ABR presenter brings narrative to life through comedy
Dec. 1, 2016 at 10:48 p.m.
Updated Dec. 2, 2016 at 6 a.m.
Virginia Gilstrap, of Victoria, was able to meet the character behind "Clown Girl," the latest novel she is reading.
"I was fascinated by her humorous voice," Gilstrap said. "Hearing the author's voice brought the character to life because it is written in first person."
The 2007 novel is about "Clown Girl," who tries to earn a living in Baloneytown, a seedy neighborhood full of petty crime.
"People need to laugh," said the master's student and Victoria College employee.
Monika Drake was the 95th speaker in the American Book Review Reading Series at the University of Houston-Victoria Alcorn Auditorium.
Multiple topics ranging from Drake's previous novels, the role of comedy in narrative and teaching approaches were discussed with the audience.
She is an associate professor at the Pacific Northwest College of Art in Portland, Ore.
Drake is the final author to visit Victoria in the fall reading series.
"It is important to come with a warm heart and open spirit," Drake said. "That's how I come here now."
During her lecture, Drake read a story from her most recent book, "The Folly of Loving Life," called "Miss America Has a Plan."
The book is a collection of linked short stories that feature characters trying to find stability in life.
"I try to read my own writing without laughing," she said as the audience laughed along to her narrative.
Drake discussed the inspiration behind her 2013 novel "Stud Book."
After her daughter was born, she was concerned with the state of the world, she said.
"How do we make more humans when we know there's so many?" Drake said, explaining she found comedy in the frailty of newborn life.
In the audience question-and-answer period, she talked about balance and her writing style.
The Israeli shoes worn by the character were a detail in her short story reading.
This detail was inspired by her own shoes because she would get negative and positive comments about them.
When discussing her other novel, "Clown Girl," she said she used body humor as base interaction.
"Once a clown, always a clown," Drake said.

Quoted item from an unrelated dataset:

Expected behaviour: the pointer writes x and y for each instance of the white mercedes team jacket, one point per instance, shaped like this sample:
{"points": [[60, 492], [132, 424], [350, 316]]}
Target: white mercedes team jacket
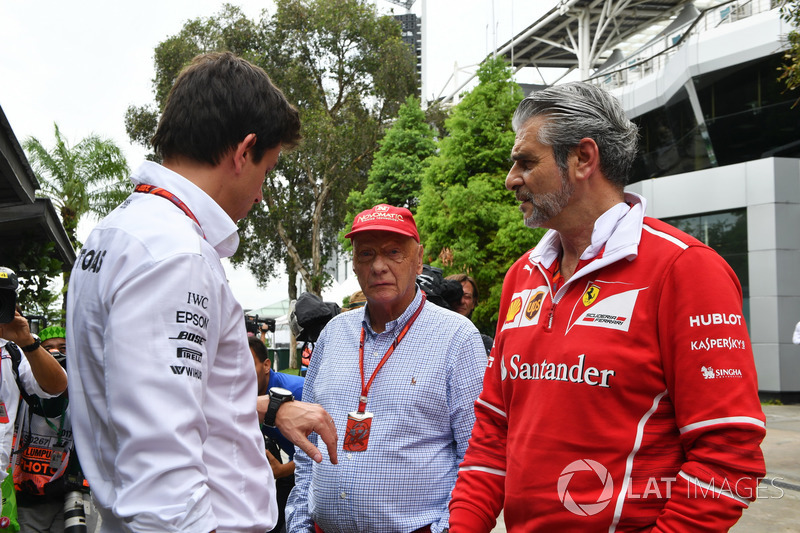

Recording physical comedy in words on the page was her goal.
In the novel, she explores different types of clowns, including her overall interest in the evangelical component.
"It was worth thinking about what it means to be in costume," Drake said.
She said she has been involved in a workshop since 1991 in Portland.
"Writing is about containing an audience," Drake said. "There are always some students who are afraid to read aloud, but you have to walk into it gentle."
Drake said she adopted a casual approach when working with students.
"Let students make mistakes," Drake said. "Clowning allows that energy, whether they know they are in it or not, where you can move in different directions to get to the heart of things and letting yourself be more vulnerable."